Spätestens hier muss man mal auf den hinkenden Vergleich Internet vs. Der-qualitativ-hochwertigste-Printtitel-den-Sie-sich-gerade-vorstellen-können eingehen. Denn dies ist der einfachste verallgemeinernde Analyse-Fehler, den man machen kann.

Das Internet des Herrn Precht existiert nicht, auch nicht Ihr Internet, liebe Verleger, oder das Internet der Politik, Musik- und Abmahnindustrie, des Verfassungsschutzes, der Kinderporno- und Terroristenjäger. Sorry. Nicht das Internet, nicht die Muslime, nicht der Islam.

Das Internet ist Abbild unserer Gesellschaft, was schon schlimm genug ist, aber es ist eben auch so viel mehr, denn endlich kann ich über meinen kleinen Gesichtskreis und Horizont hinausschauen. Ich kann sogar den deutschen Sprachkreis verlassen, wenn ich dessen qua Sprache mächtig bin.

Precht: “Sprachkompetenz schließt auch die Entscheidung zu schweigen ein.”

Was für ein – mit Verlaub – Schwachsinn. Was hat das mit dem Netz zu tun? Das ist überall so, und nirgendwo hält sich jemand dort draußen daran. Dass macht die Spontaneität der Welt und der Menschen aus. Das ist Stammtisch, das ist das Gespräch beim Bäcker, Friseur, Arzt. Da wird nicht geschwiegen, da wird gelästert, sich empört, des Volkes wahre Meinung gesprochen.

Die Like- oder Dislike-Kultur führe dazu, etwas permanent zu bewerten, oft mit Empörung. Bei Print ginge das nicht; es ermögliche deswegen, zunächst über das Gelesene zu reflektieren, …

Hm, vielleicht ist das Volk einfach empört. Punkt. Vielleicht muss man sich über das, was mancher Politiker so treibt und mancher Journalist so schreibt, auch einfach mal empören können.

Vielleicht ist das die eben noch vermisste Meinungsvielfalt, die die Demokratie (und eigentlich auch die Medien, liebe Verleger) so dringend braucht.

Die Bindekraft sozialer Netzwerke stellt der Philosoph dagegen infrage. Soziale Netzwerke seien ein Modephänomen, eine Episode. Prechts steile These: “Facebook wird zusammenfallen wie ein zur Unzeit aus dem Feuer genommener Auflauf.

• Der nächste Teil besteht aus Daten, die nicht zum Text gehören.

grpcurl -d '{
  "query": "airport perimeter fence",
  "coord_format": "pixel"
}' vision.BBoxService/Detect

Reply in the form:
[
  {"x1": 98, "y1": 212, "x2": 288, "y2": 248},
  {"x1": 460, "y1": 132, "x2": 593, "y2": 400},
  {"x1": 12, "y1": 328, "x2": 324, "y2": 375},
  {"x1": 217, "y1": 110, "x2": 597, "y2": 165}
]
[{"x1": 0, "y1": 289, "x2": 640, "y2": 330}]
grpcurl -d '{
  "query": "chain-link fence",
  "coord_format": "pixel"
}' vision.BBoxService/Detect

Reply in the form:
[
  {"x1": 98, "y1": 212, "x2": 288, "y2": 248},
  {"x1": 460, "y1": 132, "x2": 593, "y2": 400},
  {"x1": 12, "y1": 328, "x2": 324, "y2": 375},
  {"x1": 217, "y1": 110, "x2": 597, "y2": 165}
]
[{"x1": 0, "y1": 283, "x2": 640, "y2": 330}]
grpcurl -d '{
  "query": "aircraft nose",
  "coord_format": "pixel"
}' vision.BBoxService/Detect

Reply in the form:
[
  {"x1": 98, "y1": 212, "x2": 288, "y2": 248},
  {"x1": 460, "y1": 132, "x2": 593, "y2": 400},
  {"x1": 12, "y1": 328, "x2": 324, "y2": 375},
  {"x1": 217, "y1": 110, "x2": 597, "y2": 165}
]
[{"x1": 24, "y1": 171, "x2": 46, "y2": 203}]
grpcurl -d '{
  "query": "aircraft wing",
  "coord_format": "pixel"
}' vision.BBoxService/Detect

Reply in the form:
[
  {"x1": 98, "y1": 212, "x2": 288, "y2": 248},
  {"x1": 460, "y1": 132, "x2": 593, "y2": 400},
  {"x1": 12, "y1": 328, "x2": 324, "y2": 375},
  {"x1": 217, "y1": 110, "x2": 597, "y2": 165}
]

Liebe Verleger, genau das ist Euch längst passiert! Warum bloß!?

Das ist einfach:

A. Als Philosoph lebt Herr Precht in einer verdächtig gestrigen Welt. Auch in einer Welt, die sich längst mit dem Bildungszustand der Menschen abgefunden zu haben scheint. Einer Welt, die längst alle Antworten hat, sie müssen nur immer wieder gedruckt werden, um sich endlich in der Geschichte zu verfestigen.

Nun, genau diese Denkweise hat ihr Ende mit dem Aufkommen des Internets gefunden. Die neue Individualität, Unabhängigkeit und Ungeduld der Menschen ist nicht mehr zufrieden mit dem Angebot der Medien, der Mächtigen, der Machthungrigen.

B. Philosophie, liebe Verleger, hat in den Niederungen des Vertriebes wenig verloren. Schlimmer noch: Eine Philosophie, die dem Anschaffer nach dem Mund redet, ist keine.

C. Philosophie muss über den Dingen schweben, muss die Menschen der Erkenntnis (an sich, nicht einer bestimmten) zuführen, zur Vielfalt, zur Freiheit, zum Denken. Philosophie muss Neues entdecken, nicht Bestehendes bestätigen. Philosophie sucht ewige Wahrheit(en). Schwadroniert nicht über Internet oder Print. Nicht über Symptome, sondern über Ursachen.

Wahre Philosophen geben längst zu, dass – genau aus diesem Grund – die Philosophie längst zusammengefallen ist “wie ein zur Unzeit aus dem Feuer genommener Auflauf”.

Fazit: Schmücken Sie also nicht länger Ihr sinkendes Schiff, liebe Verleger, mit den letzten Strohhalmen, die Sie noch greifen können, ehe Sie im Morast klebriger Reden und geronnener Untätigkeit auf immer versinken.

Schärfen Sie Ihre Sägen, sehen Sie wieder den Wald vor lauter Bäumen, erkennen Sie endlich Muster, entdecken Sie neue Perspektiven, lesen Sie zwischen den Zeiler Ihrer Hiobsbotschaften.

Verzichten Sie aber auf Philosophien, die längst nicht mehr in unser aller Welt passen wollen, geschweige ihr vorangehen.

Verzichten Sie auf die Protagonisten solcher Philosophie. Sie geben Ihnen für ein paar Minuten ein gutes Gefühl der heimeligen Geborgenheit, Ihren inzwischen Jahre andauernden, selbstverschuldeten Kater vertreiben sie nicht.

In diesem Sinne, liebe Verleger: Get well soon!
Crosspost von Policlinique

Die ursprüngliche W&V-Topmeldung, auf die sich der Text bezieht, ist nicht mehr online. (Red.)